Are the English anti-Irish again?

Teresa May’s pay-off of  the Democratic Unionist Party  in Northern Ireland, in return for support for the deeply dovided and non- functional Conservatives in parliament, is not popular anywhere, and there are claims that it is stirring up old anti- Irish prejudices.

One thing I learned when I was doing consulting in Northern Ireland was that there are two Northern Irelands – the businessmen and the educated people, whose attitudes you couldn’t tell apart from their Southern opposite numbers (or anywhere else in Europe) and the people still living in the 17 Century. I also became aware of the chip that a lot of people there have on their shoulders. They think they are looked down upon by Brits, which is not true. There is no anti-Irish feeling left in England, just irritation about the silly amount of money being paid to NI at the expense of the National Health Service and other claimants.

The DUP are opposed to same- sex marriage and abortion and are tied up with the Orange Order, which deliberately provokes Catholics. Ordinary Irish citizens are as impatient with these old divides as are most English people. Indeed, they look forward to an influx of new jobs with companies fleeing a Britain soon (?) to be outside the EU.

Every year the media focus on the Apprentice Boy marches and the bowler hats and the old- fashioned prejudices (on both sides of the religious divide), and this gives NI a bad image, but if there is prejudice it is against the antidiluvian religion, not against the Irish per se. I do think there are a lot of people who, before the NI agreement that Clinton helped get, dearly wished NI could by carved off and floated away to a spot just south of Greenland. But then it was Cromwell and King Billy who caused the problem in the first place, so one somehow has to live with the tribal stuff.

(Provoked by an article by Gen Patterson, Irish Times, 28 June 2017 claiming that the English were becoming anti- Irish again)

 

One Comment

  1. Anti Irish sentiment was fairly common during the Troubles, when the Irish were often viewed as terrorists, similarly to how Muslims are sometimes viewed today. But you’re absolutely right that such feelings have nearly entirely disappeared.
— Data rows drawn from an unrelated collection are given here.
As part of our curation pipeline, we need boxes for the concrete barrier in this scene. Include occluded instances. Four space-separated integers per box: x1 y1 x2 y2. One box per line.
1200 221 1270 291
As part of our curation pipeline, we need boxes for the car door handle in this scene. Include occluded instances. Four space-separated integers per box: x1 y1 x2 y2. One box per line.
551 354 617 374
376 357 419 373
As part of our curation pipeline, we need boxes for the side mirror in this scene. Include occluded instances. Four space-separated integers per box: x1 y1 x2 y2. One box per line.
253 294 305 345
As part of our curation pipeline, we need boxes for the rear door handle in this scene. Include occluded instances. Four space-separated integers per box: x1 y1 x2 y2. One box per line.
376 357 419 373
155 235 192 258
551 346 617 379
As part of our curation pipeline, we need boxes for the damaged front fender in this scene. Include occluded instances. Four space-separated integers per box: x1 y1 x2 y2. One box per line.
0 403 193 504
I don’t think the DUP deal will result in anti Irish prejudice returning. What it may do is increase ambivalence towards Unionism amongst the younger generation, who already lean to the left generally.

    The DUP have a point when they claim that Northern Irish services are underfunded. The region is the poorest in the UK, so it’s needs are greater. But part of the reason why Northern Irish services have declined in quality is that under the Conservatives, government spending relative to GDP has declined everywhere. So it’s a bit rich for the DUP to bemoan austerity in Northern Ireland, only to get into bed with a Conservative Party implementing it everywhere else!

    Moreoever, Northern Ireland’s economy is suffering from being in the UK. If it were in the Irish Republic, it would be more successful, because the Irish Republic is a better governed and more business friendly country than the UK. It also wouldn’t be facing leaving the EU against its will, with the possibility of a hard border, which the DUP supported. If the DUP were honest, they would say that being in the UK is worth any economic cost, because for them, Unionism is an identity and religious issue, not an economic one. They would also ditch any pretence to be fiscally conservative, and openly praise perpetual subsidies from Westminster, as opposed to the true fiscal conservatism of the Irish Republic.